AAFS Presents....


Goodbye Lenin (Germany, 2003) 

The year is 1989 and East and West Germany are still divided. Alex and his sister Ariane live in East Germany with their single mother, Christiane who is staunch Socialist. When Alex's mother witnesses his arrest on a protest march, she suffers a heart attack and falls into a coma for eight months, just enough time for the Berlin wall to come tumbling down along with all of East Germany's ideals.

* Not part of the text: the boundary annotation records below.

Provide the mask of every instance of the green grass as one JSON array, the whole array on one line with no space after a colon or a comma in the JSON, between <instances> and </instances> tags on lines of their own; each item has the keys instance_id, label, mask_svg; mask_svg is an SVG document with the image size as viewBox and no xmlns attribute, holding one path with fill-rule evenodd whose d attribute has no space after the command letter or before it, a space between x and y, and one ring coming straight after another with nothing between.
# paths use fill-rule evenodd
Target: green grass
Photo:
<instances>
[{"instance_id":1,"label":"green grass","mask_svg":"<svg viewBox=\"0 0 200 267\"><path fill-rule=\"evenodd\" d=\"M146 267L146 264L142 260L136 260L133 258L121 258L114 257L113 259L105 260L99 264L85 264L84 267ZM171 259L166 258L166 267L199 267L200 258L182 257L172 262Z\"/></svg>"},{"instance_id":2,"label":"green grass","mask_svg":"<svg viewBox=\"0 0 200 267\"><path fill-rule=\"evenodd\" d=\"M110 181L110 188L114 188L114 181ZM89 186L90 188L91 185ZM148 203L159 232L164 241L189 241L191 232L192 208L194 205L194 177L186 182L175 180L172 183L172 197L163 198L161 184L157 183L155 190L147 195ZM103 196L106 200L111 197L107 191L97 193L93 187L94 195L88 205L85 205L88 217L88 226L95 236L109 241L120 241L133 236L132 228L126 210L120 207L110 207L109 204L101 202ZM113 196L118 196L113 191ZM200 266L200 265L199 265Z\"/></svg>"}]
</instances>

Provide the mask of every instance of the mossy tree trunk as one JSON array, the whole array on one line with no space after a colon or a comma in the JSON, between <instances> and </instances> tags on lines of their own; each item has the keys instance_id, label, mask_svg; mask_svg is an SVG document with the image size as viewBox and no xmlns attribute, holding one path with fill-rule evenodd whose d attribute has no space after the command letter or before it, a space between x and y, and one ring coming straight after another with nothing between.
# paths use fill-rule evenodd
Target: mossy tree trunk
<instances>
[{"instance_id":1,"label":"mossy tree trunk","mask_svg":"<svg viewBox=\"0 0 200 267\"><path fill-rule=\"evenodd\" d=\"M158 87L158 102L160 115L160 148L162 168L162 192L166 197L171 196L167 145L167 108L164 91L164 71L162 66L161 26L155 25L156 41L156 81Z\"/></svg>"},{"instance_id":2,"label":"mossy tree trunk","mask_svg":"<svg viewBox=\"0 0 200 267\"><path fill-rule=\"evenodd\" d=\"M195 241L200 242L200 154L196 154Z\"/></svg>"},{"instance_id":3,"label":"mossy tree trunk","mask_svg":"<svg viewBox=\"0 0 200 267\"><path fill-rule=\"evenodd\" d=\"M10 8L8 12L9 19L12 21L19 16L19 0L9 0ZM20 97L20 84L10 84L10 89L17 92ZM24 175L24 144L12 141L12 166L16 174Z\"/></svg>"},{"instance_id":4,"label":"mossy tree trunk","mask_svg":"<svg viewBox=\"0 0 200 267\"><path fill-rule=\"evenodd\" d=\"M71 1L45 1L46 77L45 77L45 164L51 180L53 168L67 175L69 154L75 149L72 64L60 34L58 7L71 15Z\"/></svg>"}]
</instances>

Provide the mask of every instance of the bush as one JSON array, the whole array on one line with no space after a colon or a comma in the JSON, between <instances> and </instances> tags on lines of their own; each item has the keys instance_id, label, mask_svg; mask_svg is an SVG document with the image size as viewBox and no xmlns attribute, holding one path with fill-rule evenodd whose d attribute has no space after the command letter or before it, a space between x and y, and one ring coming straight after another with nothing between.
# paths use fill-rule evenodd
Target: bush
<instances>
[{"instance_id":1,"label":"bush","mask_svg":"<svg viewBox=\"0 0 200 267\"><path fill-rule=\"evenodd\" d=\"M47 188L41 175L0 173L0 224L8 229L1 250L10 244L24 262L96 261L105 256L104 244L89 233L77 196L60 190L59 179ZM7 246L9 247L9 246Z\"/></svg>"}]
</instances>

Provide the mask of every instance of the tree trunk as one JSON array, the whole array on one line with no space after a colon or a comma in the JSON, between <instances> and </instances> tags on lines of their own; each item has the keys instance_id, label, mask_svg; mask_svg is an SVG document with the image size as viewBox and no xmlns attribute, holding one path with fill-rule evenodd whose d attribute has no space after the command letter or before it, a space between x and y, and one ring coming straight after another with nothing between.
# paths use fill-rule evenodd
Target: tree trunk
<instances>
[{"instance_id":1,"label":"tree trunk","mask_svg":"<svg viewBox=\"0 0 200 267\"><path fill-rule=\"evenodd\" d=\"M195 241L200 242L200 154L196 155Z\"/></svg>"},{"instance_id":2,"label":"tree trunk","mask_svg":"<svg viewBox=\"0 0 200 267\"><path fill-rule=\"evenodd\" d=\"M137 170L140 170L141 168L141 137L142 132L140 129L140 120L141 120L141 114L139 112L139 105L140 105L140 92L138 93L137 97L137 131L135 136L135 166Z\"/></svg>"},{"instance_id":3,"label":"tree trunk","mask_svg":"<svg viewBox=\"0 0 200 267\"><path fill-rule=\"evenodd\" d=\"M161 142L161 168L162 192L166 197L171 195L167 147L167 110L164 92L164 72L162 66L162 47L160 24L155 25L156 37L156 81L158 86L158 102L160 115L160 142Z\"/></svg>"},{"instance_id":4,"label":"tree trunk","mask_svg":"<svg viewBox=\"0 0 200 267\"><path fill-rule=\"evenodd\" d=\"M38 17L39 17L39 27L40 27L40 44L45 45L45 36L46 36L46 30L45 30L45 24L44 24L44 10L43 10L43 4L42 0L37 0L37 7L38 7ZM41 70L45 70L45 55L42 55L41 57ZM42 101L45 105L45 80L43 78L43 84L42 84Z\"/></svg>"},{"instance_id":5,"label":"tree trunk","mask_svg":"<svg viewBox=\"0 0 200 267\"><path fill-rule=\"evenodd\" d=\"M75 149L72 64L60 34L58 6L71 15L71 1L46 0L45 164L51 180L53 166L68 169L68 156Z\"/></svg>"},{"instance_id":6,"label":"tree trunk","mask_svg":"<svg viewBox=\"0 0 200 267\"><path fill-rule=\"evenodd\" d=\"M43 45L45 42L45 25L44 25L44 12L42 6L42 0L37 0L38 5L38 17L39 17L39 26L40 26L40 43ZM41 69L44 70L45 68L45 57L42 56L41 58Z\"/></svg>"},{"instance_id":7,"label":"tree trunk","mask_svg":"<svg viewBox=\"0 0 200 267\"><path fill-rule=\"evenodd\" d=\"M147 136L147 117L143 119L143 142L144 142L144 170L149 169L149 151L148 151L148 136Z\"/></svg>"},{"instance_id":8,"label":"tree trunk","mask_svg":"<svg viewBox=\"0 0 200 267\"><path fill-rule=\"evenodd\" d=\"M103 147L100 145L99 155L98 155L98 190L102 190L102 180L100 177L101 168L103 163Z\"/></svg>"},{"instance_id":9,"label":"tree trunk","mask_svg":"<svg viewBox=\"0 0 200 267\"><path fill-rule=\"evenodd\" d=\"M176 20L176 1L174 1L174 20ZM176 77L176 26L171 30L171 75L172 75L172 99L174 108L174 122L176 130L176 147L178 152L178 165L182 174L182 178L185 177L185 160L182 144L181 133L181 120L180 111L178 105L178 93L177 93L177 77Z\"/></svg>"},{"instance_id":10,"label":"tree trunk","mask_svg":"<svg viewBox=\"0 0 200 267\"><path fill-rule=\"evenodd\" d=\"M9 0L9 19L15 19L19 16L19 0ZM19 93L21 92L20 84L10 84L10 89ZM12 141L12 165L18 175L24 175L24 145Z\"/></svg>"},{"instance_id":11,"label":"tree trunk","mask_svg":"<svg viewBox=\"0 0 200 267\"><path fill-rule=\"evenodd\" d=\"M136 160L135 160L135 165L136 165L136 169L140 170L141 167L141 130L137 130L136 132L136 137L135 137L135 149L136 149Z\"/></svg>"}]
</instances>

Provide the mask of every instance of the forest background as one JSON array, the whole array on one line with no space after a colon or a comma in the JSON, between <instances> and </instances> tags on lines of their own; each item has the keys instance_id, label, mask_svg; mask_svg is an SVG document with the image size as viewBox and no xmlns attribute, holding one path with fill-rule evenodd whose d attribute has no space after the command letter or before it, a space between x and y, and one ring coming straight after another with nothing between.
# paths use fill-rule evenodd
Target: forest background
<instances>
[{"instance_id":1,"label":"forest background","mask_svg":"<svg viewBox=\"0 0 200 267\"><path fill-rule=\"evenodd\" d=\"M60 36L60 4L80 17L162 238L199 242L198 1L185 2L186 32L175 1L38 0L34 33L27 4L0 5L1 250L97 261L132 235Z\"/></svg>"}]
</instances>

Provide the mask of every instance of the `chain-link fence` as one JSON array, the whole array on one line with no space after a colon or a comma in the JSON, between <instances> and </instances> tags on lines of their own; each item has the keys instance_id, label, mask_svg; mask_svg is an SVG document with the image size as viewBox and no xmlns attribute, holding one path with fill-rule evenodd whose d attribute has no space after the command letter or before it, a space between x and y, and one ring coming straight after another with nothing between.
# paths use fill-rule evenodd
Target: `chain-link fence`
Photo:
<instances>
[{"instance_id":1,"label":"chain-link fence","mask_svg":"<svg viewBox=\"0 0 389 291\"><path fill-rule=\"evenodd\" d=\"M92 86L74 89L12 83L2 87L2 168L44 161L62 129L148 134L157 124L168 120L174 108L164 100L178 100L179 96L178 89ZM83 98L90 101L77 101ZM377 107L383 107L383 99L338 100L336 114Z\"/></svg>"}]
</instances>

Eight months later, Christiane wakes up and things have changed. The doctors warn Alex that any shock could bring on a fatal heart attack. He then realises he must convince his mother that her beloved Communism has not been overthrown but is in fact triumphing over Capitalism. Alex then sets out to recreate every detail of the old East inside the four walls of their tiny council flat…


Date: Thursday 15th April 

Time: German food 7pm, screening from 8pm

Venue: McQueen house (see map)

If you'd like to come please RSVP so we can plan seating etc

Reviews of the film.

There is an insular arrogance in the confident British claim that the Germans don't have a sense of humour. What about the films of Ernst Lubitsch, the plays of Bertolt Brecht or the books of Erich Kästner? And has Britain produced a movie comedy these last few years that compares with Wolfgang Becker's Good Bye Lenin!? Set in Berlin in the late 1980s and early 90s, it's an inventive satire on German reunification that cleverly updates Washington Irving's seminal story of amnesia and social sleep walking, Rip Van Winkle.

In Irving's 1820 fable, Rip Van Winkle downs a flagon of Dutch gin in the Catskills, falls asleep a subject of George III and awakens 20 years later to discover he's missed the American Revolution and is now a free citizen of the United States. In Becker's movie, an idealistic communist, Christiane Kerner (Katrin Sass, a former East German film star) has a heart attack while watching a demonstration in East Berlin in 1989 and goes into a coma, waking up eight months later after the Wall has come down, Honecker has resigned, capitalism has invaded the East and Germany is on the point of reunification.
While she's comatose in hospital, her grown-up son and daughter have thrown out their old furniture and got new jobs - Alex (Daniel Brühl) has switched from being a TV repair man to selling satellite dishes, Ariane (Maria Simon) has abandoned her studies to work for a fast-food chain. But when Christiane suddenly regains consciousness, the doctor tells Alex that in her fragile state, any small shock could kill her. He thus realises that it would be fatal for her to confront the social and political transformation of the past year.

So Becker and his co-screenwriter, Bernd Lichtenberg, add to the traditional Rip Van Winkle story the ingenious plot device found in George Seaton's film 36 Hours (inspired by a wartime story by Roald Dahl) and Emir Kusturica's Underground. This involves a vast deception by which a false world is created to deceive an innocent person - for malign purposes in 36 Hours and Underground, for beneficent ones here. Alex rapidly restores the family's flat to its GDR dinginess, installs his bedridden mother at home and pretends that all is still for the best in the best of all communist worlds.

This scheme involves him in constant improvisation of a frequently hilarious kind. He hunts in dustbins for old pickle jars and coffee packs of East German brands no longer manufactured. He involves elderly neighbours in his schemes, several of them only too eager to revert to a more certain past, and he bribes kids to dress as Young Pioneers to serenade his mother on her birthday. A workmate with ambitions to be a movie director concocts phoney videos to be shown between old tapes on her TV set.

He delights her by acquiring a Trabant ('After only three years' wait,' she says in wonder) for an outing to the countryside, and when she sees West Berliners in their smart cars in East Berlin, he convinces her they're fugitives from the consumer society. Gradually, the movie takes on a larger dimension as Alex comes to create an alternative history of Germany in which the West is cracking up and the generous East opens its arms to share the idealism which his mother represents.

In this version, there is no brutal triumphalism in which capitalism prevails over an evil empire, but a more just society is created. This is linked, both thematically and dramatically, to the children discovering that their father, a doctor who left for the West in the 1970s because he was persecuted for refusing to join the Communist Party, is living in Wannsee and has remarried. Alex's sister first notices him when he and his family buy a drive-through takeaway at her fast-food place. 'What did you say to Father?' Alex asks. 'Enjoy your meal and thank you for choosing Burger King,' she replies, a line that's funny, sad and deeply moving. This is a remarkable film that makes you laugh and leaves you thinking. It's the work of people who have a great sense of humour. Washington Irving would have liked it.